There are three ways to disassemble an assembly and return inventory components to inventory. Choose one of the following options:
The value of your inventory directly affects your financial statements so keeping it accurate helps ensure the accuracy of financial statements. If the value of an inventory item changes due to such various things, such as seasonal demand or spoilage, you'll need to decide if the change is significant enough to warrant a value adjustment.
Component inventory parts and sub-assemblies are increased in inventory and the number of assemblies specified in the build definition is reduced by the difference of the original build quantity and the new one. If the build transaction you're editing is pending, the changes you make do not affect the quantity on hand of components and assembly items.
IMPORTANT: QuickBooks Desktop does not track the quantity on hand of an assembly by specific build. This means that if you've already built the assembly more than once, you may have assemblies remaining from more than one build transaction. These assemblies are tracked as one quantity—even if you edited the components list between builds. We recommend that you sell out of a quantity of assembly items before editing the assembly's components list and rebuilding.
When assembly build transactions are deleted, all component inventory parts and sub-assemblies on the BOM are returned to inventory, and the quantity of the assembly item in inventory is reduced. However, if the deleted build transaction is pending, the deletion does not affect the quantity on hand of components and assembly items.
There are different rules to account for Cost of Goods Sold (COGS). QuickBooks uses the weighted average cost to determine the value of your inventory and the amount debited to COGS when you sell inventory. The average cost is the sum of the cost of all of the items in inventory divided by the number of items.
Here's how QuickBooks compute COGS for an Inventory Assembly item:
Printing assemblies is ONLY available in QuickBooks Desktop Enterprise versions.

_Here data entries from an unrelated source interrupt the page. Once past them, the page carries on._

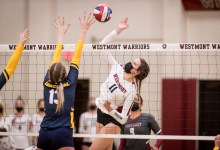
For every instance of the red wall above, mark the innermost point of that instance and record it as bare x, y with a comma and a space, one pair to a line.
178, 112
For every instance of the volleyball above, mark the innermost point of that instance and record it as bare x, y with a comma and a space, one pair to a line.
102, 13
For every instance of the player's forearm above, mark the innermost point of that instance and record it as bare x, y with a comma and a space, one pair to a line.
57, 53
77, 53
117, 116
13, 62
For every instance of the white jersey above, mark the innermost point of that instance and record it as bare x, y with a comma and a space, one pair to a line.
87, 125
115, 89
21, 125
4, 123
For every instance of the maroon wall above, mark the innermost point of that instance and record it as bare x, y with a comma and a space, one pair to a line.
178, 112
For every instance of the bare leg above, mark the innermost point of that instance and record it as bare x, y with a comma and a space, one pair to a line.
105, 143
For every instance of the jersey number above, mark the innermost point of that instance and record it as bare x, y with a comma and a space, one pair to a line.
51, 99
113, 88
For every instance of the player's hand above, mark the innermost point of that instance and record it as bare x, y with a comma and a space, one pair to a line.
86, 22
107, 105
123, 24
24, 36
62, 28
217, 141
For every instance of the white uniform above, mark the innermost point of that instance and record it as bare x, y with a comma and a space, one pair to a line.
5, 143
36, 121
87, 125
21, 125
115, 89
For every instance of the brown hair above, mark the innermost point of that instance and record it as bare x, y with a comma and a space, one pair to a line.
39, 101
57, 75
144, 71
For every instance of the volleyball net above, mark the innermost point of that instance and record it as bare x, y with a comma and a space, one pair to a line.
182, 90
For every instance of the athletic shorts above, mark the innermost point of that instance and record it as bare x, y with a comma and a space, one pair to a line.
105, 119
53, 139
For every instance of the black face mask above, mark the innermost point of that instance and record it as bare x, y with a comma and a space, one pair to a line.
92, 107
19, 109
135, 106
128, 67
41, 109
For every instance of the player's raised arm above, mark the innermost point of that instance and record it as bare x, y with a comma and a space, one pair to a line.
85, 23
13, 61
62, 29
122, 25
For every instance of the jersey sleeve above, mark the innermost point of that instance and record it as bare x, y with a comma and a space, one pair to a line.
105, 55
75, 62
122, 117
57, 53
72, 75
46, 77
11, 66
81, 123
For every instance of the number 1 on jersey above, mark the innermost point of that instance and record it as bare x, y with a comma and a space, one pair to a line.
51, 99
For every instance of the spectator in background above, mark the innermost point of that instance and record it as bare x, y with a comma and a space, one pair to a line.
37, 119
4, 127
217, 142
20, 123
87, 124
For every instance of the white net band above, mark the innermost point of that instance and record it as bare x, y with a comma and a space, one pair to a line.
120, 47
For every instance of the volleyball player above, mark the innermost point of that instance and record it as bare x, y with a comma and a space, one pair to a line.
59, 93
13, 61
118, 91
37, 119
139, 123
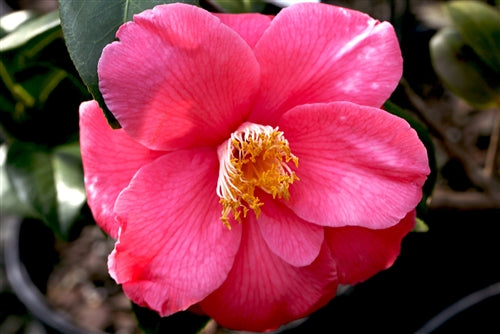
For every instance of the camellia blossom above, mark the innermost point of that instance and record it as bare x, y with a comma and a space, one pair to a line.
254, 170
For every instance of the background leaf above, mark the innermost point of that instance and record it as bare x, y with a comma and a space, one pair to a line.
462, 71
88, 26
479, 26
45, 184
30, 30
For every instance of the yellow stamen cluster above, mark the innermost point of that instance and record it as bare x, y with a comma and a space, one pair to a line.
256, 156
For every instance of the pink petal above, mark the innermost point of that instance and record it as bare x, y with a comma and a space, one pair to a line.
110, 159
262, 291
173, 249
178, 78
361, 253
321, 53
358, 165
249, 26
294, 240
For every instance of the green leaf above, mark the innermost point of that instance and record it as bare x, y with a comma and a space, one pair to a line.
47, 183
420, 226
462, 71
479, 25
424, 136
88, 26
33, 28
181, 322
68, 179
9, 202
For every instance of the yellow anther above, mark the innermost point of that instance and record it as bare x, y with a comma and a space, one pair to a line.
256, 156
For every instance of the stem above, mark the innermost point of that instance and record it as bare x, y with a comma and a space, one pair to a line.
491, 154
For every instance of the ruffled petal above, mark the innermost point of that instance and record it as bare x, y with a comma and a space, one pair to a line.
294, 240
173, 250
262, 291
178, 78
358, 166
360, 253
322, 53
249, 26
110, 160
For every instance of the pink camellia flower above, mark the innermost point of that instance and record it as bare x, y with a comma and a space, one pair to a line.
254, 171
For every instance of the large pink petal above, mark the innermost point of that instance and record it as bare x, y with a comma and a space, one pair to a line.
173, 249
262, 291
321, 53
178, 78
110, 159
358, 166
361, 253
249, 26
296, 241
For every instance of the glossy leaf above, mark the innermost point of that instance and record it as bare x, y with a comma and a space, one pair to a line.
462, 71
239, 6
479, 25
47, 184
88, 26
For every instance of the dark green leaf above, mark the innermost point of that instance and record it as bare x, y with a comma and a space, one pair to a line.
88, 26
479, 25
26, 32
181, 322
462, 71
424, 136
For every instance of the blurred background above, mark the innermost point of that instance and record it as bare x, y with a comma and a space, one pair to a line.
54, 279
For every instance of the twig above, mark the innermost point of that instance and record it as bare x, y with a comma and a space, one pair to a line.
475, 173
463, 304
469, 200
491, 154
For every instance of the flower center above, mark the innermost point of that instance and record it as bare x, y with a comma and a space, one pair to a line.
256, 156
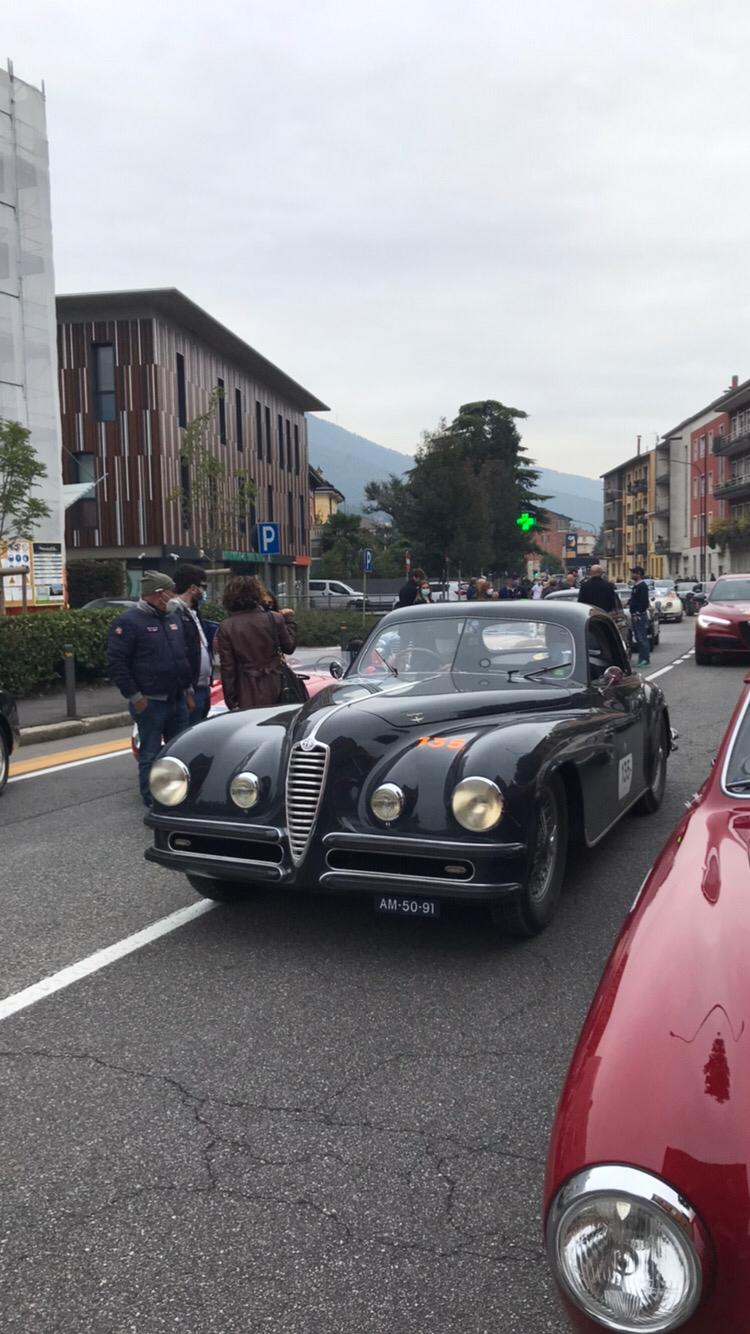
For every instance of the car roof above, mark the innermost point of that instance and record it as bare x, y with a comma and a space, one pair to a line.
573, 614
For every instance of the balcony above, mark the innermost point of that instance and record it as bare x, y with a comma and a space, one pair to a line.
735, 486
727, 446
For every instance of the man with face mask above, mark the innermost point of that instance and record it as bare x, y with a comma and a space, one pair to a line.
190, 588
147, 660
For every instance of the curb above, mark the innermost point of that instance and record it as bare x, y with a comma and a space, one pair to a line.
72, 727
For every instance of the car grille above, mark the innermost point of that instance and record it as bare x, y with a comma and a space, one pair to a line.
306, 778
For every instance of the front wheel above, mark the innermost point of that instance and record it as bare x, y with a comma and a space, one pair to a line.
531, 909
220, 891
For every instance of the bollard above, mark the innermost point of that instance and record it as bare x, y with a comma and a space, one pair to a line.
70, 664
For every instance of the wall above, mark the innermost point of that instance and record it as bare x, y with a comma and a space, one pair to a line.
28, 384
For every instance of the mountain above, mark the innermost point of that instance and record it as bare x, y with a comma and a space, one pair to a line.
350, 460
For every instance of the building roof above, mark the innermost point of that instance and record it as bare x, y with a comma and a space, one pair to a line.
178, 308
319, 483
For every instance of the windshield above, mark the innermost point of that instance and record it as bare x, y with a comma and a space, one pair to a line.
730, 590
495, 648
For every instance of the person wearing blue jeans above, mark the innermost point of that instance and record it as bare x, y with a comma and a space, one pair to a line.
148, 662
639, 615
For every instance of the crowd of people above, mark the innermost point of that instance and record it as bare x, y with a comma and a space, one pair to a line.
162, 651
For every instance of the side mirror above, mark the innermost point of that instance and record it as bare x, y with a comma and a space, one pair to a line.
613, 677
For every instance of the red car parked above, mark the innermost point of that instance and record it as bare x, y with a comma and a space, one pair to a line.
722, 626
647, 1190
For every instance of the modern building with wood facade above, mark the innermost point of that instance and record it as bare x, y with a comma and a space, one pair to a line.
135, 368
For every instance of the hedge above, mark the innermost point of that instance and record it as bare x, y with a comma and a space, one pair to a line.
31, 646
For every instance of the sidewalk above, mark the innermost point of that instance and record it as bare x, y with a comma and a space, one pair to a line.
102, 706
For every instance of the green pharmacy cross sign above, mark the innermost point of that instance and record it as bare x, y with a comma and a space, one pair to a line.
526, 522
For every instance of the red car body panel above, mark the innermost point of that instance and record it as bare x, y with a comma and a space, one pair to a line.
661, 1074
733, 638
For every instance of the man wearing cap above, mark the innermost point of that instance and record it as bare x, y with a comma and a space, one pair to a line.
639, 615
147, 660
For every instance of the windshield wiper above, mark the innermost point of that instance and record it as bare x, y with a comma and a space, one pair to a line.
393, 670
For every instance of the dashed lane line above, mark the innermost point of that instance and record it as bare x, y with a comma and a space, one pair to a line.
102, 959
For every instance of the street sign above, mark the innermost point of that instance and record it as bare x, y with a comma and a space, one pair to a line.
268, 539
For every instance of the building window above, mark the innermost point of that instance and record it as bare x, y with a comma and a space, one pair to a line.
259, 430
84, 512
222, 411
238, 420
182, 395
103, 375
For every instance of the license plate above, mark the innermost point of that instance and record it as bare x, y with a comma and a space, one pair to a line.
402, 906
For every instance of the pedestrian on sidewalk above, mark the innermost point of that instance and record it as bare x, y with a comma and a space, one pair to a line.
639, 615
251, 642
597, 591
148, 662
190, 588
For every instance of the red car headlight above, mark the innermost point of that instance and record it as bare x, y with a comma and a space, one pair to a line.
627, 1249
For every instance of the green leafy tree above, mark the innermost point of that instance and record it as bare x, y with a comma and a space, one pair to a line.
20, 472
215, 499
470, 482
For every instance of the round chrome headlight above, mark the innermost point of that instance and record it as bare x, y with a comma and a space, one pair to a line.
477, 805
626, 1247
244, 790
168, 781
386, 802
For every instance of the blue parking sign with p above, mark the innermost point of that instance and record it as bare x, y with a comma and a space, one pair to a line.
268, 539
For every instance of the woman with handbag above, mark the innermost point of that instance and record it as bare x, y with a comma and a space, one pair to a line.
251, 644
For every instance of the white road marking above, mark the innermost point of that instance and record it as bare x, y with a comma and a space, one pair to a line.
84, 967
670, 666
72, 763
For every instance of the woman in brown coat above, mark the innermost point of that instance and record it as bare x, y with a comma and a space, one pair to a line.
248, 642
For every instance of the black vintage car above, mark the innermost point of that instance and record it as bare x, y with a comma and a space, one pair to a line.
462, 750
8, 734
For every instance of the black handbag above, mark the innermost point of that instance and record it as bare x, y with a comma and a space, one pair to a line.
294, 691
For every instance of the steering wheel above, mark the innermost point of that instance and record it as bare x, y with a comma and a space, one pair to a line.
411, 652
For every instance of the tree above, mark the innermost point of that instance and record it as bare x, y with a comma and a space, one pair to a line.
20, 471
210, 494
462, 498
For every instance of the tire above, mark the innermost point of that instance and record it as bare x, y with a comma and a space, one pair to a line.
654, 795
222, 891
533, 907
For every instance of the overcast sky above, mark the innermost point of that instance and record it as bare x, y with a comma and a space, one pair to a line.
410, 204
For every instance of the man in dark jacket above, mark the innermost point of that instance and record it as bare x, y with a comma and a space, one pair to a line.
639, 615
598, 591
190, 588
148, 662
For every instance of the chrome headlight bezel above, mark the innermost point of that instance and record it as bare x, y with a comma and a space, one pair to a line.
170, 770
393, 793
621, 1185
246, 785
477, 805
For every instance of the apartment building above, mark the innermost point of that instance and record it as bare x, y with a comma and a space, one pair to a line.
135, 367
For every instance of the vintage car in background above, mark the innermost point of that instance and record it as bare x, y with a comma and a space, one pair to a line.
722, 626
667, 602
315, 679
8, 734
462, 750
647, 1189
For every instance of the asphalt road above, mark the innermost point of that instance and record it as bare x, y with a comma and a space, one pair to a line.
295, 1117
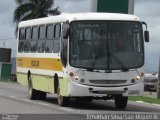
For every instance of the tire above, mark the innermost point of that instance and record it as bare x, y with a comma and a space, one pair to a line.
120, 101
62, 100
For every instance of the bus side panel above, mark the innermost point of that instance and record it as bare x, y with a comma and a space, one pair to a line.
22, 79
43, 83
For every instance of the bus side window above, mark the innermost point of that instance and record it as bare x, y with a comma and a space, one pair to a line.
27, 41
34, 39
41, 40
49, 40
57, 33
21, 39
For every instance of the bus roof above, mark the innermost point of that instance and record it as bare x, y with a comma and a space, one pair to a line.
78, 16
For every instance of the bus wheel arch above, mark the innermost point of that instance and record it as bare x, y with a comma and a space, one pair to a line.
62, 100
32, 93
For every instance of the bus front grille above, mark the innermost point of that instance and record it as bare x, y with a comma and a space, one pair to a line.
107, 81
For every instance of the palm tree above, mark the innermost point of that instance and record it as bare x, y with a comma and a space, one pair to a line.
31, 9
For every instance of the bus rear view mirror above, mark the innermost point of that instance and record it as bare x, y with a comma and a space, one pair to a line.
146, 36
65, 31
146, 33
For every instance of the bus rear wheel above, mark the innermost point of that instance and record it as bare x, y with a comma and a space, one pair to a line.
62, 100
120, 101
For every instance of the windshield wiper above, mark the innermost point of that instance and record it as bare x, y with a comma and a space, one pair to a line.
124, 69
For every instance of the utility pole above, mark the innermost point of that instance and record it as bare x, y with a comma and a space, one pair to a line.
158, 85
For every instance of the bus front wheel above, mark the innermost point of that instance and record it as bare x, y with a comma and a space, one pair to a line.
62, 100
120, 101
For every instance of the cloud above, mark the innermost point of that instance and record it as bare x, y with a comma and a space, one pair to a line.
73, 5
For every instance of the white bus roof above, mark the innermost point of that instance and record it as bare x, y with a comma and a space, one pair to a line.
78, 16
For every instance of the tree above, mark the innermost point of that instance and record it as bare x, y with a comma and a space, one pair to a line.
32, 9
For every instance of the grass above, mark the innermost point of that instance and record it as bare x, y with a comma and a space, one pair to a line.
8, 81
145, 99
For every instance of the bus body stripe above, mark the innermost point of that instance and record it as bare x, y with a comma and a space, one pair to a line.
39, 63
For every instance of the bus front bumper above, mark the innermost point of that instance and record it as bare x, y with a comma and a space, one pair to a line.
78, 90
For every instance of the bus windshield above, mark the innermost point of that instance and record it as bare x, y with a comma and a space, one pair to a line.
106, 45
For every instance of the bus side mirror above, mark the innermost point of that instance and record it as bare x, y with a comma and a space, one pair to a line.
65, 30
146, 33
63, 56
146, 36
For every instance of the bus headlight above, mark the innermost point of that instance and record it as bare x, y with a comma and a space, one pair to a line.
138, 77
76, 77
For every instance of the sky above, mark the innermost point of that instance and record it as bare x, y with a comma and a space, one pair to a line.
147, 10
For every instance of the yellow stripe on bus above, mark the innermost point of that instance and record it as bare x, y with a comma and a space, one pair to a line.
40, 63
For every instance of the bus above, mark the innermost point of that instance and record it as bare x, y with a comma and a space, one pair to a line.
82, 56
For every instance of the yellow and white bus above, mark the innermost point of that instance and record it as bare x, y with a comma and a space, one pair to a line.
84, 56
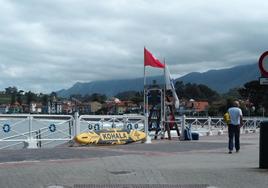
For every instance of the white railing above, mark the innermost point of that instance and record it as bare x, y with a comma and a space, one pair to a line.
36, 131
216, 125
32, 131
97, 122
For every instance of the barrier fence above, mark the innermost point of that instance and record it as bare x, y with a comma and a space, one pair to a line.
39, 131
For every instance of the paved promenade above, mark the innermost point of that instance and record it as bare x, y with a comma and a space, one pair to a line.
202, 163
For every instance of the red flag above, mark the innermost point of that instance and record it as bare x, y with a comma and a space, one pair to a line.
150, 60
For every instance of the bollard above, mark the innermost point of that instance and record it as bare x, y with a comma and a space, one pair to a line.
263, 155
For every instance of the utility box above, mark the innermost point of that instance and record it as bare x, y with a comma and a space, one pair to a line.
263, 160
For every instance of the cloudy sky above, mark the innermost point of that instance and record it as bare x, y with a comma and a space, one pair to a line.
47, 45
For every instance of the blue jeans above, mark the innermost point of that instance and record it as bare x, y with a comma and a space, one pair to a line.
234, 132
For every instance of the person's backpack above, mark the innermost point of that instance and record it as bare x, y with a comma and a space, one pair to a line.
226, 118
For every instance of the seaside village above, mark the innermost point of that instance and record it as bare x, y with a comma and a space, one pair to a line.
111, 106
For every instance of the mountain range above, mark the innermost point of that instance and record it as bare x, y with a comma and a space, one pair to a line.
219, 80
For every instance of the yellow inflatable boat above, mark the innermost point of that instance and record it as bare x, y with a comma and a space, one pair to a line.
110, 136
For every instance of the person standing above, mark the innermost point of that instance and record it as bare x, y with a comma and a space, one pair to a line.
236, 122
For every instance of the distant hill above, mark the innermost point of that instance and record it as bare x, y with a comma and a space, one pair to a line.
224, 79
107, 87
219, 80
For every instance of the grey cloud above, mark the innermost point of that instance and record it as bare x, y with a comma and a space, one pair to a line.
49, 45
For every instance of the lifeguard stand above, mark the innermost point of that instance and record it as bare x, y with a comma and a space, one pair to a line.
161, 109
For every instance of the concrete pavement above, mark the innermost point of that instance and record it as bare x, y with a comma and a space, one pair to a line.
202, 162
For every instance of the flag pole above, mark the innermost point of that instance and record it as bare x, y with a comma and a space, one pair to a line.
164, 103
144, 84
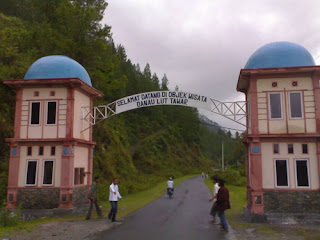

COGS should never be affected on a Build Assembly if the item is set up correctly. However, if an assembly item is sold without sufficient quantity prior to it being built, COGS can be affected.
|Here's a sample scenario:
A unicycle (assembly item) was built only after it was sold (on Sales Receipt).
In situations like this, QuickBooks needs to do some adjusting calculations to ensure accounting is correct.
To prevent this issue, you need to build assembly items prior to selling to avoid negative quantities or turn on the preference in Items & Inventory to ‘Don’t allow negative quantities’.